# Steps Involved In Building An MLP Neural Network:

### **1.Preprocess The Data**:

>- As per the needs of the goal, perform data cleaning such as deduplication, removing unnecessary elements such as urls, etc.(if dealing with textual data)
- Convert textual data into numerical vectors.(if dealing with textual data)
- Do not forget to normalize the data.

### **2.Choosing Architecture**:

>   - As per the needs of the goal:
      - Select an approriate number of layers of the MLP to build.
      - Select an approriate number of neurons in each layer.
      - Appropriate number of layers/neurons could be selected by performing hyperparameter tuning over various numbers of layers/neurons.

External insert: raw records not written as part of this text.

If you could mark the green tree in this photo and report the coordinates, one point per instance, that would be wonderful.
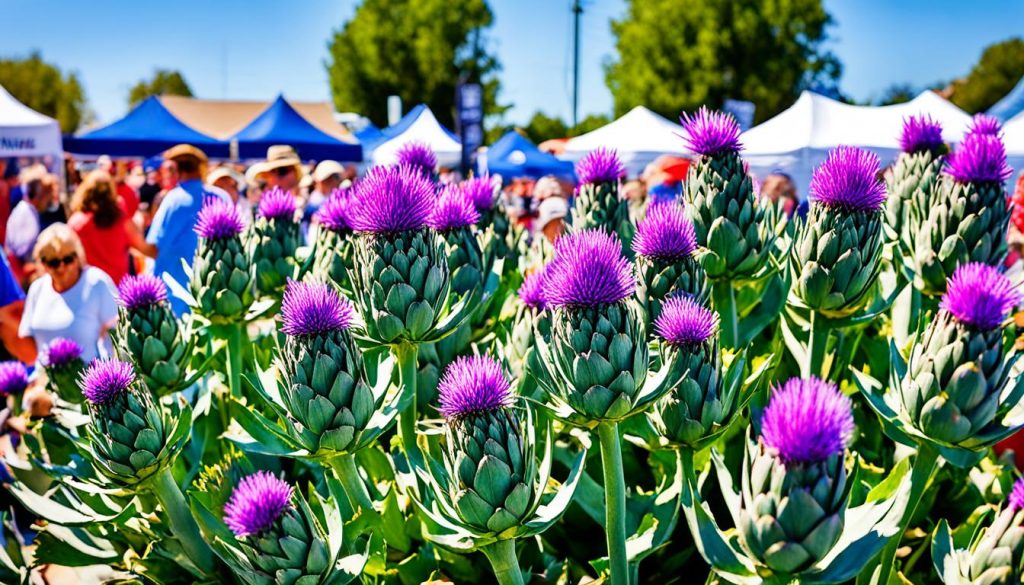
(679, 55)
(164, 82)
(43, 87)
(998, 70)
(417, 49)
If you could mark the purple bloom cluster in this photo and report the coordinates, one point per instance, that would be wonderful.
(979, 295)
(256, 503)
(588, 269)
(218, 219)
(980, 158)
(600, 165)
(711, 133)
(473, 384)
(313, 308)
(665, 234)
(807, 420)
(140, 291)
(389, 200)
(849, 180)
(105, 379)
(453, 210)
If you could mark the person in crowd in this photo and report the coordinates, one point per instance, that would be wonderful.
(72, 299)
(101, 222)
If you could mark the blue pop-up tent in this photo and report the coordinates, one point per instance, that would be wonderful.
(148, 129)
(281, 124)
(514, 156)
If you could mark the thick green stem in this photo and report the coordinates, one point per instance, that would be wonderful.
(614, 501)
(924, 466)
(504, 561)
(182, 524)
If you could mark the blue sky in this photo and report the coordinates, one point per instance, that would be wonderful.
(255, 48)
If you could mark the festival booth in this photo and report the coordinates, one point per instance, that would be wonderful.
(513, 156)
(25, 132)
(639, 137)
(798, 139)
(419, 125)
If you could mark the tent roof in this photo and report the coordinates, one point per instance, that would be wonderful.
(513, 155)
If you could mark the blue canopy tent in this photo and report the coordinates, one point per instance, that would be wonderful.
(514, 156)
(148, 129)
(281, 124)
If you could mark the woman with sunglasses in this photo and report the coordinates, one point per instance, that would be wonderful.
(72, 299)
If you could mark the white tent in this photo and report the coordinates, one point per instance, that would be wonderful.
(25, 132)
(639, 136)
(799, 139)
(419, 125)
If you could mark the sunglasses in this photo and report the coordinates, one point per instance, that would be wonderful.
(56, 262)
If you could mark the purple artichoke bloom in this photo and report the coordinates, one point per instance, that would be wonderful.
(313, 308)
(979, 295)
(453, 210)
(473, 384)
(278, 204)
(105, 379)
(13, 378)
(479, 190)
(665, 234)
(256, 503)
(60, 352)
(141, 291)
(848, 180)
(920, 134)
(711, 133)
(389, 200)
(588, 269)
(683, 321)
(218, 219)
(980, 158)
(807, 420)
(418, 156)
(600, 165)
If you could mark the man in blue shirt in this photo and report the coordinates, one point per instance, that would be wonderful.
(172, 230)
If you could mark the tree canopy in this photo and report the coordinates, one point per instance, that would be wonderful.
(679, 55)
(45, 88)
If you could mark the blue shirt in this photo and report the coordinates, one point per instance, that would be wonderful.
(172, 233)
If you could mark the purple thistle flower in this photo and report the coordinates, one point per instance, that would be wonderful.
(807, 420)
(418, 156)
(683, 321)
(711, 133)
(588, 269)
(218, 219)
(600, 165)
(848, 180)
(313, 308)
(278, 204)
(105, 379)
(453, 210)
(479, 190)
(921, 133)
(256, 503)
(665, 234)
(980, 158)
(140, 291)
(388, 200)
(473, 384)
(13, 378)
(979, 295)
(61, 351)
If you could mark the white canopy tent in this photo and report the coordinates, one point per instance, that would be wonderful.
(639, 136)
(25, 132)
(798, 139)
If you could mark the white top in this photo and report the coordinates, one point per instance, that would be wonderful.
(78, 314)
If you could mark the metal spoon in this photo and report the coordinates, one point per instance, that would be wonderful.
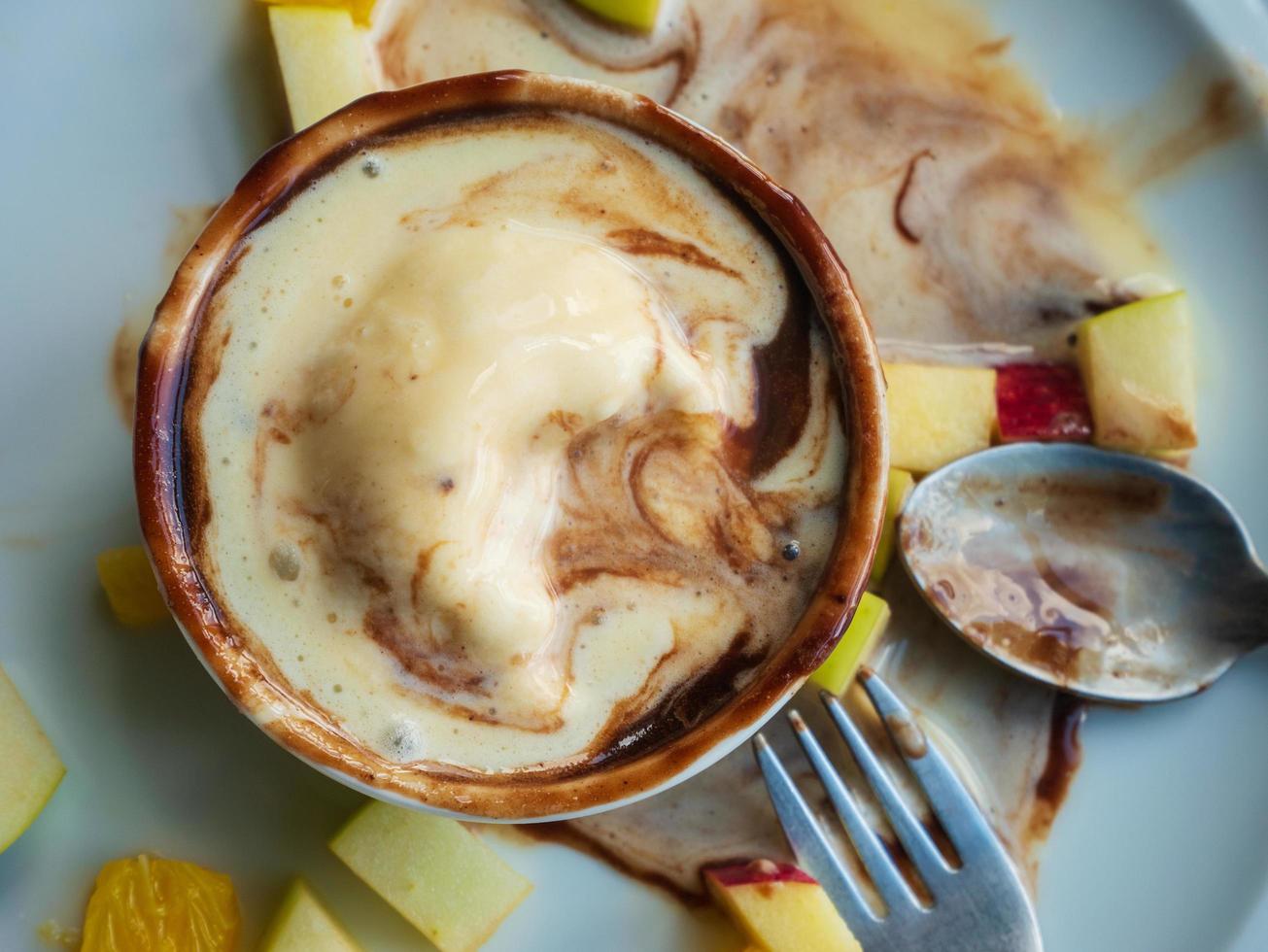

### **3.Weight Initialization**:

>  - Select an appropriate (using hyperparameter tuning) random  weight initialization scheme such as:
      - Start with all weights = 0 (rarely used)
      - Uniform Initialization (suitable with Sigmoid activation function)
      - Xavier/Glorot Initialization:
        - Uniform
        - Normal
      - He Initialization
        - Uniform
        - Normal
      - For more weight initialization schemes, check Keras documentation [here](https://keras.io/api/layers/initializers/).

### **4.Choosing Activaion Function**:

>   - Select an appropriate (using hyperparameter tuning) activaion function such as:
     - Sigmoid (should be avoided becuase of 'Vanishing Gradients' problem)
     - Tanh (should be avoided becuase of 'Vanishing Gradients' problem)
     - ReLu (preferred for regression tasks)
     - Softmax (preferred for classification tasks)
     - For more activation functions, check Keras documentation [here](https://keras.io/api/layers/activations/).


### **5.Choosing optimizer**:

> - We generally avoid using SGD for optimization purposes in deep learning (unlike in machine learning) due to the problem of 'Saddle points' in a curve, which are not handled properly by SGD.
- Hence, we select other optimization techniques such as:
  - Adam
  - Adadelta
  - Adagrad
  - Adamax
  - For more optimizers, check Keras documentation [here](https://keras.io/api/optimizers/).

### **6.Using Batch Normalization**(Optional):

> - Generally, batch normalization is used in the cases of very deep layered MLPs.
- A small change in the values of weights in the initial layers of the MLP could lead to large changes in the deep layers.
- Hence, before the small changes lead to large changes we batch-normalise the deep layers in an MLP.

### **7.Using Dropouts**(Optional):

> - Dropouts refers to dropping out a few number of neurons in a layer, which results in regularising the MLP.
- A certain number of neurons turn off at random, hence their outputs are not used in the model building.
- Regularization is used for 'Bias-Variance Trade-offs', which refers to 'Overfitting' or 'Underfitting' a model.

### **8.Choosing Loss Function**:

>  - Some of the loss functions used to compute the quantity that a model should seek to minimize during training are:
     - Cross-Entropy (preferred for classification tasks)
     - Mean Squared Error (preferred for regression tasks)
     - Mean Absolute Error
     - For more Loss functions, check Keras documentation [here](https://keras.io/api/losses/).

### **9.Gradient clipping**(If need be):

> - Some activation functions cause 'Vanishing Gradients' problem and 'Exploding Gradients' problem.
- To overcome these problems, we perform gradient clipping.

### **10.Plot Graphs**:

> - 'Test Loss vs Number of Epochs' should be plotted for model evaluation.